Stop words are non-content bearing words such as "the", "and", "is"
etc. Stop words are given an importance score of zero. Therefore,
the result of the semantic analysis is to produce a mapping, in the
form of the statistical data 124, from each word in the transcript
120 to an importance score. In preferred embodiments, this mapping
may exist at different levels of granularity. For example, words
appearing multiple times in one transcript are given the same
importance score. However, embodiments can be realised in which the
words are assigned different or respective importance measures.
[0027] FIG. 2 shows, schematically, processing 200 undertaken by
the compression algorithm 110 in relation to the first set of
speech data 114. It can be appreciated that the speech data is
divided into a plurality of predetermined units of time or
segments. In preferred embodiments, each segment has a size of 512
samples. However, embodiments can be realised in which the segments
have different sample sizes as compared to the 512 samples or as
compared to one another. It can be appreciated in the illustrated
embodiment that the speech data 114 has been divided into 6 speech
segments 202 to 212.
[0028] The speech segments 202 to 212 are arranged to overlap in
accordance with a compression parameter 214 to produce the
processed speech data 126 comprising a plurality of speech segments
216 to 226 having predeterminable areas of overlap 228 to 236 such
that the duration of the overlapping speech segments 216 to 226
meets the compression requirement determined from the compression
parameter 214, that is, the processed speech 126 is a compressed
representation of the original speech data 114.
[0029] Although the above embodiment illustrates six speech
segments, embodiments are not limited to such an arrangement.
Embodiments can be realised using some other number of speech
segments. Furthermore, although the degrees of overlap of each of
the overlapping speech segments 216 to 226 are shown as being
substantially equal, embodiments are not limited thereto.
Embodiments can be realised in which the degrees of overlap of the
speech segments 216 to 226 are unequal. In preferred embodiments,
the degree of overlap is determined in such a manner as to select
points of overlap having predetermined degrees of correlation in an
effort to produce seamless transitions between adjacent speech
segments.
[0030] An overlap and add algorithm 238 undertakes the necessary
calculations and manipulations in relation to the segments of
speech data 202 to 212 to produce the processed speech data 126
comprising the overlapping segments of speech data 216 to 226.

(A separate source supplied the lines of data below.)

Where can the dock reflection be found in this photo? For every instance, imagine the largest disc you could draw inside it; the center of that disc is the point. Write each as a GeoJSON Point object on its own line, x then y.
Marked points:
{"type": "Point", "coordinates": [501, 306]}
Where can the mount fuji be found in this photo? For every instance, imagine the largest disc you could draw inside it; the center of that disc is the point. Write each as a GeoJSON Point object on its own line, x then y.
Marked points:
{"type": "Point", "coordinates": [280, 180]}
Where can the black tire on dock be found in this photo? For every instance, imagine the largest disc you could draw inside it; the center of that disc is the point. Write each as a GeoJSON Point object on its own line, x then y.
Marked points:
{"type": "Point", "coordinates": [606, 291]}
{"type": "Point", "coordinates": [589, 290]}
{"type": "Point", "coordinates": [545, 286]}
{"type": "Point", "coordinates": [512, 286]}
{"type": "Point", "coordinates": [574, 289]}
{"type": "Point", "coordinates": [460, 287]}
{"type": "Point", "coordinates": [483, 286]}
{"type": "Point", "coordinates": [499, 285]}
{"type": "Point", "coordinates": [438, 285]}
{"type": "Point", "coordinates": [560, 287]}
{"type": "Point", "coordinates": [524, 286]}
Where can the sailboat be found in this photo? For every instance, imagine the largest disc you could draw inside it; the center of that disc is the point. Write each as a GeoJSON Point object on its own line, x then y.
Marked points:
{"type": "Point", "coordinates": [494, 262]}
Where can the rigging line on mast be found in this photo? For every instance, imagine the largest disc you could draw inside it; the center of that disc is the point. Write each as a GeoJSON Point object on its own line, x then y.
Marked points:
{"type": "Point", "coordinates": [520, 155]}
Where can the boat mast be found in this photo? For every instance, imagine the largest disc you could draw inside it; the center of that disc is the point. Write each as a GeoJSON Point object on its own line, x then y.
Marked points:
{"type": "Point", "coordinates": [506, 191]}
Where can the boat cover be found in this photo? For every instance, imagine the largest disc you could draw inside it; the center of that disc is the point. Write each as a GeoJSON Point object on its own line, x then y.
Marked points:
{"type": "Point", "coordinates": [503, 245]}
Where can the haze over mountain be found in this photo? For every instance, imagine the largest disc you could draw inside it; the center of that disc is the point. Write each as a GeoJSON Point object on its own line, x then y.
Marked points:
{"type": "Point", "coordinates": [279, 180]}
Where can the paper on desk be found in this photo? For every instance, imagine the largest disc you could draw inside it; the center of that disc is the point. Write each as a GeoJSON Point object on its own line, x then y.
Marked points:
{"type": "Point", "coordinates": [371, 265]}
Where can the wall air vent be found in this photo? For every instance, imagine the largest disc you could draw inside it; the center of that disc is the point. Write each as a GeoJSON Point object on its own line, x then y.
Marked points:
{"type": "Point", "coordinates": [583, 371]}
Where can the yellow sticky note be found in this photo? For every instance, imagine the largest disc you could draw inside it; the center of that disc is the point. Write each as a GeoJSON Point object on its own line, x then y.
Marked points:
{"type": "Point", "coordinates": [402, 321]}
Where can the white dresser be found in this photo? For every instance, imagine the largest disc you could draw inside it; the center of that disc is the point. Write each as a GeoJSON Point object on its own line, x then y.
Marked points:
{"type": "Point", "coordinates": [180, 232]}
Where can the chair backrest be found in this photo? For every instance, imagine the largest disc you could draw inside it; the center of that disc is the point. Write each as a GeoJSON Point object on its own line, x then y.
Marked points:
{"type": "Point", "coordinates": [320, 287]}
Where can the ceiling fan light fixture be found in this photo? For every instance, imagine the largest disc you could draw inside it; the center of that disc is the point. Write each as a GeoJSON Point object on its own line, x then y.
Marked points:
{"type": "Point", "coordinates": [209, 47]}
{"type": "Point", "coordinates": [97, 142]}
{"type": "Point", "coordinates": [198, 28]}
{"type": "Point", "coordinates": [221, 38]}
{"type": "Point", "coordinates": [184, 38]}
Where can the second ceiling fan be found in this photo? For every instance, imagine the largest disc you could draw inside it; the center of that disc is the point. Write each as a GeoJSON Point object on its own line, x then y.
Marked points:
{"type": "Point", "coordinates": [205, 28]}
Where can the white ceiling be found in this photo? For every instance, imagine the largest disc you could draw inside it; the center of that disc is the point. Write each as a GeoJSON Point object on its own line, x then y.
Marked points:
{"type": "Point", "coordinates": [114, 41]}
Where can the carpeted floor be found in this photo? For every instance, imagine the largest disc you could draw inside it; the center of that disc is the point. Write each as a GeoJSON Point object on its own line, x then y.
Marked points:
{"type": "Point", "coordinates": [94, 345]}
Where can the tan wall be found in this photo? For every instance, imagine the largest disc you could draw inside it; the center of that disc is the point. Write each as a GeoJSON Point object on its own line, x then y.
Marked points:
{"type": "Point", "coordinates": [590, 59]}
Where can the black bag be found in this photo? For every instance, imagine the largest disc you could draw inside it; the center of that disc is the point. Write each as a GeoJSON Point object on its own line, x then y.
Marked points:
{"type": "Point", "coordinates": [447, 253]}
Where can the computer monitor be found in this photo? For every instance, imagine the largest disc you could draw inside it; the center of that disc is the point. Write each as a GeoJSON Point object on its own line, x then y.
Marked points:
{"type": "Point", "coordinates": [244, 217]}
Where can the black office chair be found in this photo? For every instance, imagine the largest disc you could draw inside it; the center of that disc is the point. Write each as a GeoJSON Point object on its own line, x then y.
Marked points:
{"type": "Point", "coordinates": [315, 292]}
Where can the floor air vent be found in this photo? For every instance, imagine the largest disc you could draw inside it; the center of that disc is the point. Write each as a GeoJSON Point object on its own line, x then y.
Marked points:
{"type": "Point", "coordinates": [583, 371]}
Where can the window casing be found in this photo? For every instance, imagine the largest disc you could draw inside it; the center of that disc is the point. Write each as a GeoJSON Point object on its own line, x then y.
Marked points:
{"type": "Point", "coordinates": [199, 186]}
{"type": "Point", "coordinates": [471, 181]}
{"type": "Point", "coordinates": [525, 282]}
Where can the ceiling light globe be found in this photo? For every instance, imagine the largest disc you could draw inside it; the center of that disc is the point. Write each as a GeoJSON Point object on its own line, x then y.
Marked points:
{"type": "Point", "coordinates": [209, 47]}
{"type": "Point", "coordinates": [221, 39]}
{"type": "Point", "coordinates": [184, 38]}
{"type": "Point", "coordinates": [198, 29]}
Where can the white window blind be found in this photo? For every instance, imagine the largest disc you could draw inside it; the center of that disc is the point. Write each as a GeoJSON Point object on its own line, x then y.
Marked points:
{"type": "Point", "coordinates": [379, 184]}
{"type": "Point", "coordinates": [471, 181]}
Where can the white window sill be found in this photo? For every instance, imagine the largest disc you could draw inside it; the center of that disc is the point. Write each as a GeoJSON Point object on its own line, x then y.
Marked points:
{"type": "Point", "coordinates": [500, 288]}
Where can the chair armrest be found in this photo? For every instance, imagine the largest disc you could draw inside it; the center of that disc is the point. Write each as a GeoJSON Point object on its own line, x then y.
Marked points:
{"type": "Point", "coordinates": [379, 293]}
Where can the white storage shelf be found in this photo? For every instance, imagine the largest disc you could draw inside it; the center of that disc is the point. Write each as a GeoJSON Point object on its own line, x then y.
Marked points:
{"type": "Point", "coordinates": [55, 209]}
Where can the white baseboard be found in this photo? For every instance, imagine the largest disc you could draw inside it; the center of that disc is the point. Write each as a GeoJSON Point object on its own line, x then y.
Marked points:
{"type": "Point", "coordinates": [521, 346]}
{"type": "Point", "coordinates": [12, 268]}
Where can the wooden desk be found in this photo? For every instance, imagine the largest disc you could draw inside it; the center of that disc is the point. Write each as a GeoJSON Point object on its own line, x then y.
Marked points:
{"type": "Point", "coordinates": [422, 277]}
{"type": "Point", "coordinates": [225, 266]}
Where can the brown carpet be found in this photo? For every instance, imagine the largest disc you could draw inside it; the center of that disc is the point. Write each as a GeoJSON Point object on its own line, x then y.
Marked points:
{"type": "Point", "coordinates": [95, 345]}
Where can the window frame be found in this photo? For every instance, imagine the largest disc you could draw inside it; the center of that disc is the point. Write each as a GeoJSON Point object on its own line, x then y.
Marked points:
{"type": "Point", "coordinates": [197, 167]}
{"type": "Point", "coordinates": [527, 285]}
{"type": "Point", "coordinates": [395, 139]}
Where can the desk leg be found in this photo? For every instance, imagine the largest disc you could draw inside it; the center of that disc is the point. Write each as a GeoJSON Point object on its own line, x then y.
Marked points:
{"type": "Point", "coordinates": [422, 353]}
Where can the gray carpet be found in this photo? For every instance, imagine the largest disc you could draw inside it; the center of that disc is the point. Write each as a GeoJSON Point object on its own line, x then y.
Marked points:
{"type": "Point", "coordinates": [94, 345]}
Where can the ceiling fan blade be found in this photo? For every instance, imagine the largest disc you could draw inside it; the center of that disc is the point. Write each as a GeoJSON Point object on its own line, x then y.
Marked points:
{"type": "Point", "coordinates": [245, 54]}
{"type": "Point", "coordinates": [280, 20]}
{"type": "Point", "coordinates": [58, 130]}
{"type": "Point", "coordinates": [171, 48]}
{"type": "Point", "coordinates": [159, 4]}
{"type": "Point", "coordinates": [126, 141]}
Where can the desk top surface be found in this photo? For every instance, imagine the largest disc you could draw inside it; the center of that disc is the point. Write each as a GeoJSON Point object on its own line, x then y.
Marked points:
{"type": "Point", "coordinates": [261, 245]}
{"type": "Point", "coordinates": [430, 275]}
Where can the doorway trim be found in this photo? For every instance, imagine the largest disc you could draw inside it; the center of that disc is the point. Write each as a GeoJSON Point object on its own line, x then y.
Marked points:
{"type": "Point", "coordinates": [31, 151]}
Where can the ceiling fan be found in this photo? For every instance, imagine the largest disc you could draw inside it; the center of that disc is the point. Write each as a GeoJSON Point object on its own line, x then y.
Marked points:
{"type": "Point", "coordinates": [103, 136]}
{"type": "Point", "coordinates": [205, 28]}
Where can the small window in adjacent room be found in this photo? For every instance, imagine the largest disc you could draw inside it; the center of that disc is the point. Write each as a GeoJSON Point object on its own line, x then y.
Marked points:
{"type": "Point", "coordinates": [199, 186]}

[0031] Referring to FIG. 3, there is shown processing 300
undertaken by the compression algorithm 110 in relation to speech
data 114 that comprises a number of functional unit such as, for
example, speech segments 302 to 312. Although the speech data 114
has been illustrated as comprising a number of segments 302 to 312,
embodiments are not limited to such an arrangement. The speech data
114 may merely be continuous speech data or may be divided, equally
or otherwise, in some other manner. The compression algorithm 110
comprises an excision algorithm 314 that is responsive to a
plurality of time indices 316 that denote sections of time of the
speech data 114 to be excised therefrom. It can be appreciated in
the illustrated embodiment that the time indices 316 are arranged
such that the speech data corresponding to segments 304 and 308 are
excised from the speech data 114 to produce the processed speech
data 126 comprising the remainder of the speech data 114 after
excision. For the purposes of illustration only, it can be
appreciated that the processed speech data 126 comprises a
plurality of speech segments 318 to 324 that are derived from
speech segments 302, 306, 310 and 312 respectively. Therefore, the
processed speech data 126 represents a compressed form of the
original speech data 114.
[0032] FIG. 4 illustrates a further embodiment processing 400 of a
compression algorithm. It can be appreciated that the compression
algorithm 110 receives the speech data 114. The speech data 114
comprises a plurality of utterances 402 to 412 that are defined by
a plurality of respective utterance time boundaries 414. The
utterance time boundaries 414 are produced using the speech data
114 and the transcript 120. An utterance speed up profile 416 is
used to create a plurality of speech data 418 to 428 of the
processed speech data corresponding to sped up versions of the
utterances 402 to 412 respectively of the speech data 114. The sped
up utterances 418 to 428 are produced by increasing the speed of
playback, or by varying the degree of time compression, according
to the profile 416. Suitably, the processed speech data 126 has a
duration that is less than the original speech data 114. The
necessary processing to achieve the above is undertaken by an
utterance speed up algorithm 430.
[0033] It can be appreciated that the speed up profile 416 is
linear. However, embodiments are not limited to such an
arrangement. Embodiments can be realised in which the speed up
profile 416 takes some other form such as, for example, a curve. In
preferred embodiments, the maximum playback speed of the speed up
profile 416 corresponds to 3.5 times real-time. However, other
multipliers of the real-time playback speed can be used.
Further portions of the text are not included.